You may or may not have heard about success spirals. They’ve been broken down at Less Wrong, mentioned by Leo of Zenhabits, and even is used in stuffy business pdfs. Yet it’s a concept that I hadn’t heard of until recently, although since then I’ve noticed and tried to implement it as much as possible.
The idea behind a success spiral is that if you want to tackle something big and hard, first start with something small and maneagable. The Less Wrong guys above use the example of practicing speaking well to yourself in front of a mirror, then to your friends, and then to strangers. You start with something so easy to do that it is no challenge whatsoever, and buoyed on by the sense of accomplishment and self confidence you get from that first step, you tackle the second, harder step and succeed. Now you’re caught in a “success spiral” and cannot help but continue attacking the obstacles with gusto, no matter how big they get.
It works best with tasks that build on each other, like above, but it also works with dramatically different activities. As Amy Cuddy explains, just posing in a posture normally reserved for confident moments can bring you confidence. Leo used his quest to stop smoking to build on other habits he wanted to change in his life. After completing that, he felt ready for any other challenge. He went in with a sense of “I can do this”, and as we know, hope and despair are self fulfilling prophecies. You can do the same.
I had mostly forgotten about success spirals until the other day, when I had to drive my housemate’s stick shift truck. I haven’t driven stick shift in a long time, but I knew I could do it. Every simple movement became a challenge – getting out of the parallel parking spot, figuring out exactly where each gear is, the stop sign on a hill, and so forth. As I successively met and bested each of these difficulties, I noticed my spirits rise perceptively. By the time I was on the highway I was downright jubilant and started singing along to myself on a Mexican radio station. All this from nothing more than driving a car.

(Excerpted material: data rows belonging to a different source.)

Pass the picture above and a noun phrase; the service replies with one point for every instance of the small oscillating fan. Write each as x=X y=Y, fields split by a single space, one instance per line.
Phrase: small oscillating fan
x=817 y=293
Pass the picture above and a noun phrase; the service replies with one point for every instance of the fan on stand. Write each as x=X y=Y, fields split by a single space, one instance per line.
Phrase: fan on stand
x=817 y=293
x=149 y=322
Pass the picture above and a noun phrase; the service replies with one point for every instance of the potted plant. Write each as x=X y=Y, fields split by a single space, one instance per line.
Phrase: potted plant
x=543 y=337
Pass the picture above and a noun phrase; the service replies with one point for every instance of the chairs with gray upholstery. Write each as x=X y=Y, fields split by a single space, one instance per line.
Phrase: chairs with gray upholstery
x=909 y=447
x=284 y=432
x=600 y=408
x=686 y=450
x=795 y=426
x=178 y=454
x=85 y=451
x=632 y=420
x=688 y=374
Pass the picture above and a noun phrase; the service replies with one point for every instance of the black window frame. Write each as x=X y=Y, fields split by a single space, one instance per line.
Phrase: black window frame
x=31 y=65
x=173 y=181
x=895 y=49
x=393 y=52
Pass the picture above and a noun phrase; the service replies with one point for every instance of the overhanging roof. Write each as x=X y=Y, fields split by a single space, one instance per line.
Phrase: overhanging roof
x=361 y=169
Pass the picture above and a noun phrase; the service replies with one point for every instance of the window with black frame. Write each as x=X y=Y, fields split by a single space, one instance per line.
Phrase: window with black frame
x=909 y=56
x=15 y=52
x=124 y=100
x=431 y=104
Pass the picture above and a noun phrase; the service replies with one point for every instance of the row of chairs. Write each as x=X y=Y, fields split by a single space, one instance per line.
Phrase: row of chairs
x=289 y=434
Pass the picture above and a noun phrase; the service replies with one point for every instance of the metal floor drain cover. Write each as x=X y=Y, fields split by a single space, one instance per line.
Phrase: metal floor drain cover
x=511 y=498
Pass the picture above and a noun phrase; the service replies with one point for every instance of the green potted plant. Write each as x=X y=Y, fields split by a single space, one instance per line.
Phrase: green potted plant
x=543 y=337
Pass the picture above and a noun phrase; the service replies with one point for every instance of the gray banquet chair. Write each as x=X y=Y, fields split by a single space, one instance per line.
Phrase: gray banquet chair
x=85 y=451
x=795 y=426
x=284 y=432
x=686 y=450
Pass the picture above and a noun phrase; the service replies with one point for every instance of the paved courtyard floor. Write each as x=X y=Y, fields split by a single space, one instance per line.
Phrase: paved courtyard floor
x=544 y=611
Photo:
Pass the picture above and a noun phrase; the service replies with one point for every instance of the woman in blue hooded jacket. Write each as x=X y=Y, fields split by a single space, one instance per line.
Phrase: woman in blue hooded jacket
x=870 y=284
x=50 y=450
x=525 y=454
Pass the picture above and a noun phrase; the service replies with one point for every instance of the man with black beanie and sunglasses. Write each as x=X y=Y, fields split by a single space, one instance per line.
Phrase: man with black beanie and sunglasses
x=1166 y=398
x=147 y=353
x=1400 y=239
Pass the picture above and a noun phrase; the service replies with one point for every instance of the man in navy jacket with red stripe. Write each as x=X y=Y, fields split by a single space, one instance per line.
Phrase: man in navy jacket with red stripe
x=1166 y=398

If only I had been driving to a job interview that night – I would have been so pumped up under the weight of my successes that the next one was all but foretold . Knowing this now, I feel like people who own stick shift cars are better off than the rest of us – by the time they get to their destination they are pumped up on success. True, after a few months it becomes second nature and stops pushing your comfort zone. But you would still have that capability in your toolkit, like a line on the resume for life – proficient in with a manual gear box. As your father would say, it builds character – and a sense of confidence.
This is why LessWrong mentions adventure/outdoor classes as great foundations for success spirals. You may only navigate whitewater a few times in your life, but each time you do, you go into a mildly dangerous situation and come out of it on top due to your choices. Learning a new skill in the wild will translate to the rest of your life in the form of your confidence and can-do attitude.
My friend Alton likes to bring dull butterfly knives with him, and teaches people how to flick it open like in the movies without fear of a cut. The trick requires a certain level of dexterity, but it isn’t nearly as difficult as it looks, so when you master it after fiddling around for ten minutes you feel great. He encourages you to then translate that success into another one, and start the spiral.
I loved fiddling with those knives. What other feats of manual dexterity could you practice on in your spare time without difficulty? How about rolling a coin over your knuckles, or learning some of Tim Ferriss’s pen tricks? Heck, most of r/learnuselesstalents applies here.
With those silly tricks in your tool belt, you could then tackle useful skills, or spirals that build on actions learned earlier. What big bad feat are you dreading to face soon? How could you break it down into bits that you can face one by one?